Ribbon drawing of the three-dimensional structure of MerF. The two proximal mercury-binding sites are labeled with arrows. The scale bar corresponds to the 23 A thickness of the hydrocarbons in the lipid bilayers. (From Ref.)

Figure 6

The large conformational rearrangement of the N-terminal domain between the truncated (MerFt) construct (in magenta color) and the full-length (MerF) construct (in cyan color).
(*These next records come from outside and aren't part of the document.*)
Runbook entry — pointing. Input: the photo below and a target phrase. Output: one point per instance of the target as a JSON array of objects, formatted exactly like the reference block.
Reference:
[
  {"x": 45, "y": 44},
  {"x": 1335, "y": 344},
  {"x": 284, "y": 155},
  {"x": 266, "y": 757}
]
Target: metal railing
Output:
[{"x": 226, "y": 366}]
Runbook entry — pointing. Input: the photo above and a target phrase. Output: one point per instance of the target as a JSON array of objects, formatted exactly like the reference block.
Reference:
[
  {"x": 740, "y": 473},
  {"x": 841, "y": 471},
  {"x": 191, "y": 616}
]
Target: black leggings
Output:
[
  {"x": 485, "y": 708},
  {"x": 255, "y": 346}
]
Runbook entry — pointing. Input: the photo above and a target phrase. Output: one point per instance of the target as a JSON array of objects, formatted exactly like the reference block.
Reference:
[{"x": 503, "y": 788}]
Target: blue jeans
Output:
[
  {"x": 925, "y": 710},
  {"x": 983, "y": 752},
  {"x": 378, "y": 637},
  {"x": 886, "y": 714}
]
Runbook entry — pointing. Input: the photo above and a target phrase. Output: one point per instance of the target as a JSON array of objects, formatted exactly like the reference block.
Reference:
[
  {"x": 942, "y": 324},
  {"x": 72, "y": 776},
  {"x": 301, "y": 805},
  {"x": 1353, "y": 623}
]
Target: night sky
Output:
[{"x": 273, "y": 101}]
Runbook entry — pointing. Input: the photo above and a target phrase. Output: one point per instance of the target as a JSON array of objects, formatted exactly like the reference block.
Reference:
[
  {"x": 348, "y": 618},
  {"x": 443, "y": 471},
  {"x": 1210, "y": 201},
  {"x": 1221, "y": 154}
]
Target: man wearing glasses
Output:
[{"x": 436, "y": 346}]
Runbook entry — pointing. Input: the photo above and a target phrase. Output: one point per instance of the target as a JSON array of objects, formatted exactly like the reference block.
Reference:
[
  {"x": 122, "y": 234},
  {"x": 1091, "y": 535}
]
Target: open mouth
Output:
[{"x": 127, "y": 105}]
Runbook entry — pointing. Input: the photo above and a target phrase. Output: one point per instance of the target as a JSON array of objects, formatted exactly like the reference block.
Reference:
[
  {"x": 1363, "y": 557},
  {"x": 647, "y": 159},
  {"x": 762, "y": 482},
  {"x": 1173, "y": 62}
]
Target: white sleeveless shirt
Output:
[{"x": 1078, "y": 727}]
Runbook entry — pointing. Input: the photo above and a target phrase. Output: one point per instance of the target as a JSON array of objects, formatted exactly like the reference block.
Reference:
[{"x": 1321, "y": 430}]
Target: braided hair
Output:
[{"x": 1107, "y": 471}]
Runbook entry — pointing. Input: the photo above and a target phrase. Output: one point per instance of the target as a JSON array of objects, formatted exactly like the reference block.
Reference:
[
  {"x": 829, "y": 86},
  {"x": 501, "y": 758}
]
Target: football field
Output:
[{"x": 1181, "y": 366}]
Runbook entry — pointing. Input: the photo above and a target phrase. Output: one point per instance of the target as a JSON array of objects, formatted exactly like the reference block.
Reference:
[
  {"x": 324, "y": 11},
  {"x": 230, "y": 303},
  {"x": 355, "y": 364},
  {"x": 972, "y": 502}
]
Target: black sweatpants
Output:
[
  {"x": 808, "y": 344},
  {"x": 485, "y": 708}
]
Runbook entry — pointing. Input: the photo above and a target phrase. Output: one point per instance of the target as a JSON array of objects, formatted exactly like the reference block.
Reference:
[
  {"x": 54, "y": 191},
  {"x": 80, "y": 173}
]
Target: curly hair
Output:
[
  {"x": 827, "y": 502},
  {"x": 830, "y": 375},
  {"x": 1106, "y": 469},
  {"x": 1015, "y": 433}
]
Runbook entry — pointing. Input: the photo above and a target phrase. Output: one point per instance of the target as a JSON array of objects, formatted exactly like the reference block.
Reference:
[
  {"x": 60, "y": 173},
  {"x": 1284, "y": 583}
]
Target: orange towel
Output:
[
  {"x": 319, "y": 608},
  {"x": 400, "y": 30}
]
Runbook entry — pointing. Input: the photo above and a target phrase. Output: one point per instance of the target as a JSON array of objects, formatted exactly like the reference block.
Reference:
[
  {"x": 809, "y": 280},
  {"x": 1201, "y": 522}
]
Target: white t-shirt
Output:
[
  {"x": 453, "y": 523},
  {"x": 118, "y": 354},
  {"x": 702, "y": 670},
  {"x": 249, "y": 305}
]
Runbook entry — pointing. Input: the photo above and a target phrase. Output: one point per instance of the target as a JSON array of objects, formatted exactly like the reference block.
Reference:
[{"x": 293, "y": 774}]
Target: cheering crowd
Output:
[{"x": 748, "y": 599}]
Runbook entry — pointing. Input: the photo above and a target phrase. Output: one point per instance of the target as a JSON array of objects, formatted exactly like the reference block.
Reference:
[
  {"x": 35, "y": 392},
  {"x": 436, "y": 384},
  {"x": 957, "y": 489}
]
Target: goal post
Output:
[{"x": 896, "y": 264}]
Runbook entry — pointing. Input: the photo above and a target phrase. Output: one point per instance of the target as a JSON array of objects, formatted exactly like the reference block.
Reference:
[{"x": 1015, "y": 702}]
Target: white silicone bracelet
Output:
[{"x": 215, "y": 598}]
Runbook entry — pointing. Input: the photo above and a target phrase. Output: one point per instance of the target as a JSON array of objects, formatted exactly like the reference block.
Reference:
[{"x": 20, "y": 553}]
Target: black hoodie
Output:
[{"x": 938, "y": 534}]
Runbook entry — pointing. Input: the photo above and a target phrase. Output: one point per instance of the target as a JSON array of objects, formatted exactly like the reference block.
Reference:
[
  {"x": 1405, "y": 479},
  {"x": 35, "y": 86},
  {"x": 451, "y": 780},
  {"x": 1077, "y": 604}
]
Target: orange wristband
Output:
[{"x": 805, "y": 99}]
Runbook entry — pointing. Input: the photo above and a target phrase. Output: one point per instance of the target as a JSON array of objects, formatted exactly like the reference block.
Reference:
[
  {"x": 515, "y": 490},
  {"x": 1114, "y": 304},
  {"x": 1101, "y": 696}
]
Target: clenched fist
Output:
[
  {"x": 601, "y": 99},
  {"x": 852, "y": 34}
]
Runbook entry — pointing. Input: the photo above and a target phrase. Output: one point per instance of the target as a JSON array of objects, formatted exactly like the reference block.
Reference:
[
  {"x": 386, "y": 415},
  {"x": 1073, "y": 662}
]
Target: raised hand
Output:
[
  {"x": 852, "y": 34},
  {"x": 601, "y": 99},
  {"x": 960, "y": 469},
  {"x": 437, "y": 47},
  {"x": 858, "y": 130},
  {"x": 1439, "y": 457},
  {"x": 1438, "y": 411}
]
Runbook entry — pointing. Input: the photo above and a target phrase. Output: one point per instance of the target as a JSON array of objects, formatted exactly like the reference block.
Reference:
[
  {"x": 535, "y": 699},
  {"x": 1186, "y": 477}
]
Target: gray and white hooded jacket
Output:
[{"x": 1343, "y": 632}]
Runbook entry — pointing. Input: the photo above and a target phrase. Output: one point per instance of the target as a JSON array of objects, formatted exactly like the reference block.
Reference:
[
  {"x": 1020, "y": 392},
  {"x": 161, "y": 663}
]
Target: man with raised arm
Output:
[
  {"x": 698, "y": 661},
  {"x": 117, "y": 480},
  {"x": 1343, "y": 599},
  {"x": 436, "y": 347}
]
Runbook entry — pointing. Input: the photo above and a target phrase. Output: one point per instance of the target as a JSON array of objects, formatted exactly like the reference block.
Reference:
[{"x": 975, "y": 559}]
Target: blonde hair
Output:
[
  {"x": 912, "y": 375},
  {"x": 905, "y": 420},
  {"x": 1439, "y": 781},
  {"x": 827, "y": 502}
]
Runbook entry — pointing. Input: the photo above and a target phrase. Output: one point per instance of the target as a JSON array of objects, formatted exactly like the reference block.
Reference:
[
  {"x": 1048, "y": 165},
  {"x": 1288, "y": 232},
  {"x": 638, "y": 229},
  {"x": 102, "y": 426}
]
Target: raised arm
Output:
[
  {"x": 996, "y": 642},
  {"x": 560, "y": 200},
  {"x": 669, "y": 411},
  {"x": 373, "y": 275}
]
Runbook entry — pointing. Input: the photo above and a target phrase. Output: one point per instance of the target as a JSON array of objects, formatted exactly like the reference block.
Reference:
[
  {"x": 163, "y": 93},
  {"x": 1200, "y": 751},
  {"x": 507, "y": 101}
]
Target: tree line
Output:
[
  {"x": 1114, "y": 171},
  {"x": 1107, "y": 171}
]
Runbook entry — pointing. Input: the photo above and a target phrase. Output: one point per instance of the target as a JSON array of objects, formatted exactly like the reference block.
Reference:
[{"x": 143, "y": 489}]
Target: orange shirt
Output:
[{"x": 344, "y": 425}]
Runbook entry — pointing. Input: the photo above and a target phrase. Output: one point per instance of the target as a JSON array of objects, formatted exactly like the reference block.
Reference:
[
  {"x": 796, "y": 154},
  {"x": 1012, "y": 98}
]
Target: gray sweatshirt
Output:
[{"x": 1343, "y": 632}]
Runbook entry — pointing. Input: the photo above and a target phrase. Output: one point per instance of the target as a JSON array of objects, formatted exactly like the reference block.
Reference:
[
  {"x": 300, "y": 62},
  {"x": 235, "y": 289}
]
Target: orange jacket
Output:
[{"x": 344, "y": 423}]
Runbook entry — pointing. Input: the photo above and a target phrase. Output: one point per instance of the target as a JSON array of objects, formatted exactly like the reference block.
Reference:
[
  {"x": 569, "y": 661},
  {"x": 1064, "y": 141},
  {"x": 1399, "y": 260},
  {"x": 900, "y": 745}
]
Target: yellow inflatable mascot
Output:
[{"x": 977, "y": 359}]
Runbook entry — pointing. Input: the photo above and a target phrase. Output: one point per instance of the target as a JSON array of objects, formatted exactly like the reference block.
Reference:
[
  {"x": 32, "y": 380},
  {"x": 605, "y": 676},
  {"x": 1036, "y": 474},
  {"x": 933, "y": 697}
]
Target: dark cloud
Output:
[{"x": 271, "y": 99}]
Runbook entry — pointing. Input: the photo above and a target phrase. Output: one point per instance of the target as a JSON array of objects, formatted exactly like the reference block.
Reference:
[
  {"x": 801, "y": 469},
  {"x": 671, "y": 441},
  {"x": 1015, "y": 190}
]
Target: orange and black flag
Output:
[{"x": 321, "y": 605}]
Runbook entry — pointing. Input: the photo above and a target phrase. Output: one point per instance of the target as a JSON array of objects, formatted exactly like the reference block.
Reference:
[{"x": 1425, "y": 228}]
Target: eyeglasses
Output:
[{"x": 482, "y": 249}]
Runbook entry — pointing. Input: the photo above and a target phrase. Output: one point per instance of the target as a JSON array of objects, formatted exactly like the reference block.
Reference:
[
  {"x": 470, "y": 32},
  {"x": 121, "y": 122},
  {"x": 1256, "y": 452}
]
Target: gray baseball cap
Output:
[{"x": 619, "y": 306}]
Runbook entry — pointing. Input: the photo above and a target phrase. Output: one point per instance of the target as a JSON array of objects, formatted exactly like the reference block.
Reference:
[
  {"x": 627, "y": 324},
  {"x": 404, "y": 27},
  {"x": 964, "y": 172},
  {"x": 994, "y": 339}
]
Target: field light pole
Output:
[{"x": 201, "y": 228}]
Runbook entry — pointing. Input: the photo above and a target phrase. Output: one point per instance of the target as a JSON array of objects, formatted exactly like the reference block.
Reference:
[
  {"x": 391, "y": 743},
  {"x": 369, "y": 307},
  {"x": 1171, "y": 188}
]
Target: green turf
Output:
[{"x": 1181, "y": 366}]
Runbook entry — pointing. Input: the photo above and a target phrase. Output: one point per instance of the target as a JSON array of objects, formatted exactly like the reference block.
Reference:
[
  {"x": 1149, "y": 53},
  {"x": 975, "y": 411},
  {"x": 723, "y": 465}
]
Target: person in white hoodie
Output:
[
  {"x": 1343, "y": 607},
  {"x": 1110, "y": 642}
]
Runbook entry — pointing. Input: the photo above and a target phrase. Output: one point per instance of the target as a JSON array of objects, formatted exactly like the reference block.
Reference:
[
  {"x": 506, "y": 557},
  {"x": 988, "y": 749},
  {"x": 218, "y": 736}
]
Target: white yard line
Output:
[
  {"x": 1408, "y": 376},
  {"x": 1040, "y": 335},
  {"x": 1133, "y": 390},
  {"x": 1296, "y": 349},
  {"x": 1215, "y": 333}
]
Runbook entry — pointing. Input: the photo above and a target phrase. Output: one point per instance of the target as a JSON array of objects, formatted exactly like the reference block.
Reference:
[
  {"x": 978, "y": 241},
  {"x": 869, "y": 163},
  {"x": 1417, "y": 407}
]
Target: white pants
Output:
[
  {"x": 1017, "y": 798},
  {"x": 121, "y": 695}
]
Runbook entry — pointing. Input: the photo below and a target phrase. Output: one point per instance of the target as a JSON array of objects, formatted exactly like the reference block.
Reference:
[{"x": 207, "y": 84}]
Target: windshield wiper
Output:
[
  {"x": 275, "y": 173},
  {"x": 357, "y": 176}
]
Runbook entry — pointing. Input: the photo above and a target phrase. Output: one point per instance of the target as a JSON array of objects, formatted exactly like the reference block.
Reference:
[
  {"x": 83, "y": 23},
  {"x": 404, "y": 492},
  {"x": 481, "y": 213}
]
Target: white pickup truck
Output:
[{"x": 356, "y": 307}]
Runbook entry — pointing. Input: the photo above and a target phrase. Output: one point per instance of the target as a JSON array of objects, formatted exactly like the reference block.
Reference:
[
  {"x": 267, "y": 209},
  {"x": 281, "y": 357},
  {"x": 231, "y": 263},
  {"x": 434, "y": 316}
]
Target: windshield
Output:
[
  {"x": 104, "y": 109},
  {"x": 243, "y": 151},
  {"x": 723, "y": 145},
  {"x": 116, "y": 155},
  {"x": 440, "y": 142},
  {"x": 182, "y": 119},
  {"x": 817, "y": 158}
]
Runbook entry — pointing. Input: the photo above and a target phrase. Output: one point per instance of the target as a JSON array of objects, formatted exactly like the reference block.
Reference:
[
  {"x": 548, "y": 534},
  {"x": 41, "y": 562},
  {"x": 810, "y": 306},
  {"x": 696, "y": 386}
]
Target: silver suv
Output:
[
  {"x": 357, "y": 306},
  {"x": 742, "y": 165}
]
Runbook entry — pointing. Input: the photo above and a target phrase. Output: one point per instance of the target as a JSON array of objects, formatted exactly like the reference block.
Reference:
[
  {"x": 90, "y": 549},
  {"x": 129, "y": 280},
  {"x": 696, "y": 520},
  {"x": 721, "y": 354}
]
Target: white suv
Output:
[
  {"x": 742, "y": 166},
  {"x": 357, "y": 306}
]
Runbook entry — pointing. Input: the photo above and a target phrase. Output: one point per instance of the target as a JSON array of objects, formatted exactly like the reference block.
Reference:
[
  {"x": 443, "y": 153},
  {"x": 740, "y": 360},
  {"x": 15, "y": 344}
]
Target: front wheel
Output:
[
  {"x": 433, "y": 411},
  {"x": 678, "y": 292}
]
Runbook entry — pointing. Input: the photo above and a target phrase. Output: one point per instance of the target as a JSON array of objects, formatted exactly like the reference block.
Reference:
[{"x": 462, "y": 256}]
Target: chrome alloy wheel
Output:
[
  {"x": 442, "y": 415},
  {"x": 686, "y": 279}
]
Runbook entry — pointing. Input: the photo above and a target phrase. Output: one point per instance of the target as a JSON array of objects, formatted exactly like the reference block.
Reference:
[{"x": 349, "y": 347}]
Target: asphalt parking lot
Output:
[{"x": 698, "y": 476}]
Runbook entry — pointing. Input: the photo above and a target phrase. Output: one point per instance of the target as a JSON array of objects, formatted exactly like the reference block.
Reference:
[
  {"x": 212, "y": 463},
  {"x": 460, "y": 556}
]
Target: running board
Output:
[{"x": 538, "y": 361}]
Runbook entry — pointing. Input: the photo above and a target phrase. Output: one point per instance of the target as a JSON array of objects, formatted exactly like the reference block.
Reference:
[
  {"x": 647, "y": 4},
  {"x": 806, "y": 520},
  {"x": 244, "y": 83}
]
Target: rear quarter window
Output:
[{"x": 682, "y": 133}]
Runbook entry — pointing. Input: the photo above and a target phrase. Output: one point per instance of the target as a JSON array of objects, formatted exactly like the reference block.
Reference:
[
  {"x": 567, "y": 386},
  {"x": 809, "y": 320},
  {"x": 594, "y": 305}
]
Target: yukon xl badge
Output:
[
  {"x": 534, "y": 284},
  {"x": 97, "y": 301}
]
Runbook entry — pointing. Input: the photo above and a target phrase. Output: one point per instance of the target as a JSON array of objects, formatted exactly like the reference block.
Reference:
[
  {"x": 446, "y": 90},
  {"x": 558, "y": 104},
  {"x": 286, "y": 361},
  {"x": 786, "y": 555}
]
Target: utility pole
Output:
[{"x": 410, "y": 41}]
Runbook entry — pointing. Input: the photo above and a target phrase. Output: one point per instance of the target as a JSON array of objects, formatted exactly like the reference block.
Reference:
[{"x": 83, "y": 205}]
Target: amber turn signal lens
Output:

The MerFt structure and MerF structure are aligned on the transmembrane region, and the N-terminal domains between the two structures show an orientation difference of close to 90°. (From Ref.)

Figure 7

Three-dimensional structure of CXCR1 in phospholipid bilayers under physiological conditions. Backbone representation of CXCR1 showing helices (TM1-TM7 and H8) in aqua, extracellular loops (ECL1-ECL3) in gray, and intracellular loops in blue (ICL1), green (ICL2) and red (ICL3). Note that ICL3, which is essential for activity, has a well-defined tertiary structure. Disulfide bonded Cys pairs (C30-C277; C110-C187) are shown as sticks.